[Date Prev][Date Next][Thread Prev][Thread Next]
[Date Index]
[Thread Index]
- Subject: Re: Plea for the support of unicode escape sequences
- From: Klaus Ripke <paul-lua@...>
- Date: Sun, 3 Jul 2011 14:33:19 +0200
hi
Am 29.06.2011 um 23:06 schrieb Edgar Toernig <froese@gmx.de>:
> There's already a UTF-8 version of the string library called slnunicode.
> Iirc, it uses the tables from Tcl which are about 13k. The whole library
> is about 32k.
btw that covers only the BMP but I guess there is not much need
for a fairy tale character class or uppercased unicorns.
A gsub('<pile of poo>+', '<rainbow>') should work tho.
> unicode.utf8.gsub(s, "[\uf000-\uffff]", "?")
The magic u function is basically itself a utf8.gsub('%\(%x+)', utf8.char).
Note it replaces \xxxx not \uxxxx.
You have to use \\ (or [[) to get \ so it would be u"\\f000-\\ffff".

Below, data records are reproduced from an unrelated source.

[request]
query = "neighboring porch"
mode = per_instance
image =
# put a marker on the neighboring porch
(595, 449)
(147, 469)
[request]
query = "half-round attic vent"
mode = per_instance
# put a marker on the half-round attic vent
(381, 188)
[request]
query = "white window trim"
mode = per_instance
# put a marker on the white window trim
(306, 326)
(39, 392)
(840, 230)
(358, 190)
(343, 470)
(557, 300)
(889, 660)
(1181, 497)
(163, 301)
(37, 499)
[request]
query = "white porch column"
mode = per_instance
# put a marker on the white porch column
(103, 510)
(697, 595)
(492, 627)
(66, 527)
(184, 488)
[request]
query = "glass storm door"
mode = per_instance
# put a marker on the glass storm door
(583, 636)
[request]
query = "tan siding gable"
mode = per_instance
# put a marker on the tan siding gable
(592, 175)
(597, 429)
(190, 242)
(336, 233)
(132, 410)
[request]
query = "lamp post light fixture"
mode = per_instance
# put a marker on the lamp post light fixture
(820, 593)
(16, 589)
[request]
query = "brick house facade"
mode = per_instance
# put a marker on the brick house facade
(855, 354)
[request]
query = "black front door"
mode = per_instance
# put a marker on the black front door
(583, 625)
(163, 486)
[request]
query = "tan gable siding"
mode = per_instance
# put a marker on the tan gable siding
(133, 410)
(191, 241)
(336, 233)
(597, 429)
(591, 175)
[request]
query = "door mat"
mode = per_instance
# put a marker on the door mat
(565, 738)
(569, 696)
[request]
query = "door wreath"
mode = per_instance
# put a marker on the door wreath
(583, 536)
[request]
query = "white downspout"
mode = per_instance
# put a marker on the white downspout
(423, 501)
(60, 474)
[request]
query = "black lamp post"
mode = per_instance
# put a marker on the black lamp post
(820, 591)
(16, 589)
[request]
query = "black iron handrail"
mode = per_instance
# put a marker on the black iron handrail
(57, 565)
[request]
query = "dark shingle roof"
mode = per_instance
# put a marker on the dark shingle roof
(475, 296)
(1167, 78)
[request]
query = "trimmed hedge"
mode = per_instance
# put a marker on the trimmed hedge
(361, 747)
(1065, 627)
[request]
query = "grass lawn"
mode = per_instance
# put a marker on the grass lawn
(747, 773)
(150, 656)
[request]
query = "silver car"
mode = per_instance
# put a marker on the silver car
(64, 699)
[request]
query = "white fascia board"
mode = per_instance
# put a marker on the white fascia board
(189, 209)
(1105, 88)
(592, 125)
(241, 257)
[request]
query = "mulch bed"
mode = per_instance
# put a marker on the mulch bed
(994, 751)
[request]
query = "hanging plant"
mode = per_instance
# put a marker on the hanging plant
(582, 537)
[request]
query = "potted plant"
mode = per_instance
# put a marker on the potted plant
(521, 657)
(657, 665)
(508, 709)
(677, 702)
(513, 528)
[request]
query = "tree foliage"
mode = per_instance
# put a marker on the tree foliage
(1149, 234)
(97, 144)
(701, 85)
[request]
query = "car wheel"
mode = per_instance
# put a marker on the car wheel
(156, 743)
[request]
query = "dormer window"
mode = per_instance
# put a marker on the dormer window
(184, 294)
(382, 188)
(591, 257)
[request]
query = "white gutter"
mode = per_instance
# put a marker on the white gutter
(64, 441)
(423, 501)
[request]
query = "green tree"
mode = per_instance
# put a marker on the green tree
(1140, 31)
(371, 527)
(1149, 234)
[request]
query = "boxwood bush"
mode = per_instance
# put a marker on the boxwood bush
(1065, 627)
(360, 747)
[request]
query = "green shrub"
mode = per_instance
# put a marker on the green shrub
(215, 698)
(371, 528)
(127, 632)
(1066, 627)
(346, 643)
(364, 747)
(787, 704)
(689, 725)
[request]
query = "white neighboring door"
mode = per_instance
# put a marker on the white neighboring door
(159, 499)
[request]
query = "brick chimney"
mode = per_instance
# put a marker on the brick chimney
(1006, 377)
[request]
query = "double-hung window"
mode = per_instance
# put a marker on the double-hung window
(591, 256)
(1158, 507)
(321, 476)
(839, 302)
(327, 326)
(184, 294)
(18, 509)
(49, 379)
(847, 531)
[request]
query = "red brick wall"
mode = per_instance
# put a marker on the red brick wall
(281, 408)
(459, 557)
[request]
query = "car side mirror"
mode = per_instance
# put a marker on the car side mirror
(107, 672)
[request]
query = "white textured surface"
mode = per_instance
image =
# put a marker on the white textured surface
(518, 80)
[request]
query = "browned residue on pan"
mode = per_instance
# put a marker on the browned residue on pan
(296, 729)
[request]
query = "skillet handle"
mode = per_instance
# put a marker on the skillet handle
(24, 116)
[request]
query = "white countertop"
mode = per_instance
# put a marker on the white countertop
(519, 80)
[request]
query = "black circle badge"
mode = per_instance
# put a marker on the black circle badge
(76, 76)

Anyway, as I am struggling to lift slnunicode to latest 5.2,
I think I may add such a function in C and especially
use it on all patterns automatically,
since you should escape a literal \ as %\ in patterns anyway.
Thoughts?
I guess besides patterns there is not much need to specify characters
by code values.
And BTW, unicode is not 100% locale independent even in the basic
features as provided by string.
upper('i') has to yield an I with dot in the turkish locale.
Collation is highly locale dependent, but that's another story.
I'll probably just expose libc's strcoll/strxfrm.
best
Klaus